Fondateur de Dynapix Intelligence Imaging, l’entreprise responsable de la commercialisation du logiciel, M. Dubé est spécialiste de la modélisation distribuée des systèmes complexes, de l’analyse spatiale et du traitement des images numériques. Lorsqu’il a réalisé que les techniques de segmentation utilisées en télédétection pouvaient être utiles dans le domaine de la santé, le jeune homme âgé de 29 ans a cherché l’appui de collègues pour produire un logiciel d’analyse adapté aux besoins des pathologistes et des radiologistes.

Le prototype est considéré comme révolutionnaire. Une récente étude menée par le Centre de promotion du logiciel québécois démontre qu’aucun autre logiciel n’égale les performances de Akpa Vision pour ce qui est de la précision des protocoles de segmentation automatisée et de la facilité d’utilisation.


Recherche et partenariats
Pour commercialiser le produit, Dynapix mise sur une stratégie d’alliances, de commercialisation sur Internet et de distribution avec des joueurs clés. Selon Patrick Dubé, cette approche permettra un effet de levier, une pénétration rapide du marché, une réduction des coûts de commercialisation et un partage d’expertises.

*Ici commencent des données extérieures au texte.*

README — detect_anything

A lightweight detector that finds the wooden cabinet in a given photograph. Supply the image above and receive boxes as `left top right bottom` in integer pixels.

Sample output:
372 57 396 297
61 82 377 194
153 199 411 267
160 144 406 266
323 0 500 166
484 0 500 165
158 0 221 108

«La distribution sur Internet va faciliter la mise en marché auprès des usagers qui ont besoin de traiter un gros volume de données, indique-t-il. La vente sera effectuée à partir d’une gamme d’applications auxquelles les clients auront accès à l’aide d’un explorateur Web selon un abonnement mensuel ou annuel. Une licence du logiciel pourra également être accordée à des fabricants tels Siemens, Leica, Kodak et Toshiba afin qu’ils intègrent le produit à leur équipement. Il s’agit d’un marché estimé à 800 millions de dollars américains pour le secteur de la pathologie et à 6 milliards pour celui de la radiologie.»

Actuellement, les médecins évitent d’utiliser les logiciels de ces sociétés internationales, signale Alexandre J. Boudreau, car ils entraînent des erreurs. «Notre produit, compatible avec les appareils d’acquisition d’images de ces entreprises, contribue à résoudre le problème.»

Sur le plan des alliances, plusieurs relations de partenariat ont déjà été établies, notamment avec INNO-Centre, l’Institut national de la recherche scientifique, le Laboratoire d’informatique et des systèmes adaptatifs de l’Université, l’École de technologie supérieure, le Montreal Neurology Institute, l’Université de New York à Syracuse et le Centre hospitalier de l’Université de Montréal (CHUM). «Les alliances avec le milieu médical et celui de la recherche sont essentielles pour donner de la crédibilité au produit, souligne Patrick Dubé. Les gens du domaine hospitalier ont particulièrement été échaudés par des technologies précédentes.»

Grâce à une subvention accordée au CHUM par la Fondation canadienne pour l’innovation, l’entreprise des jeunes entrepreneurs a obtenu 300 000 $ afin de poursuivre la recherche et le développement du logiciel Akpa Vision. Le produit devrait être commercialisé d’ici un an.